Hmmm. A measure that would provide a wide path for federal land to be sold off to industry? Who could be behind such a thing?
Oh yeah…that guy:
Congress has barred the government from selling land outright to mining companies since 1994, on the grounds that they should lease public land the same way oil and gas firms do to extract the minerals below. But House Resources Committee Chairman Richard W. Pombo (R-Calif.) said the measure would cut the deficit and promote private ownership. “In some states primarily owned by the federal government, it’s important that more of that land become private property,” Pombo said. “These environmental groups want the federal government to own everything.”
This is about what we should expect from Pombo, who has already called for the Endangered Species Act to be gutted, pushed for national parks to be sold off or covered in advertisements, and (most recently) proposed cutting down trees in national parks as a way to combat high heating costs. To his credit, he’s able to spread the land-grab around; the areas in DC that could go to mining interests include the waterfront site of a new baseball stadium and other land that was meant to support housing and office buildings. But on the bright side, the influx of mining opportunities in the nation’s capital could possibly be spun as a new jobs initiative.

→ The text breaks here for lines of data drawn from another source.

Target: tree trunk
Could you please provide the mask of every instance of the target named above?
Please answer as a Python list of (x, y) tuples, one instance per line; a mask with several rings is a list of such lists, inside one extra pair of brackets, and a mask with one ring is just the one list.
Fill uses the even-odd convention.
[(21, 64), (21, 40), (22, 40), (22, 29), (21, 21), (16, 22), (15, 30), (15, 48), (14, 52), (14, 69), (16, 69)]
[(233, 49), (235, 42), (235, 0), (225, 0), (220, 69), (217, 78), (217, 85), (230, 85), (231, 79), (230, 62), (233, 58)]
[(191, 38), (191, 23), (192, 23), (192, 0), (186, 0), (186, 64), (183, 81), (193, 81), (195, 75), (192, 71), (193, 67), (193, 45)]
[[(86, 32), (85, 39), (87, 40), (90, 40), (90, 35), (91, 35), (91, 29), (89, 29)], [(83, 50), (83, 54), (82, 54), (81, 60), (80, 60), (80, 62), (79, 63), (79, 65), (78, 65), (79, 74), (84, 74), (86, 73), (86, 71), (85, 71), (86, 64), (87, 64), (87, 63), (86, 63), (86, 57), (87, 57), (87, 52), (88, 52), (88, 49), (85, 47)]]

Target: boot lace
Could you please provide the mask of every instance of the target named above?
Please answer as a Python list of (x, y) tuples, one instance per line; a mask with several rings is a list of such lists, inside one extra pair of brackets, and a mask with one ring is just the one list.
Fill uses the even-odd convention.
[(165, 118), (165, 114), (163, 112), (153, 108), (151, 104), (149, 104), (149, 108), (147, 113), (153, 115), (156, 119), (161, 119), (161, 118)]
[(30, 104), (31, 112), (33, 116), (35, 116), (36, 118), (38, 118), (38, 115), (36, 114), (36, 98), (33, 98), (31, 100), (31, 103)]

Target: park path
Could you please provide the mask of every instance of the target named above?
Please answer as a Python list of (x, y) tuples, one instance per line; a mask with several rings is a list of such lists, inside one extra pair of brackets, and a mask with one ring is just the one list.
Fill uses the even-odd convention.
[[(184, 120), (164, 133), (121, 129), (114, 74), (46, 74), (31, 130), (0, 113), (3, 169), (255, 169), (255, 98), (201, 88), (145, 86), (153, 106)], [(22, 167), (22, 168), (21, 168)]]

The amount of government-owned land that could be placed on the auction block could range anywhere from 360,000 to 5.7 million acres. And although this legislation is meant to help mining interests in particular, it’s worded loosely enough that no one ever needs to prove that the land has any mineral value at all. This, of course, means that real estate speculators, construction firms and other non-mining concerns are free to get in on the hot, sweaty government-provided action.
“Anybody who want to could go out there and make a claim on public land could just go out and do it, and do other things with the land other than mining,” said Mat Millenbach, the Bureau of Land Management’s former state director in Utah and Montana.
You didn’t think they would actually build a coal mine in DC, did you?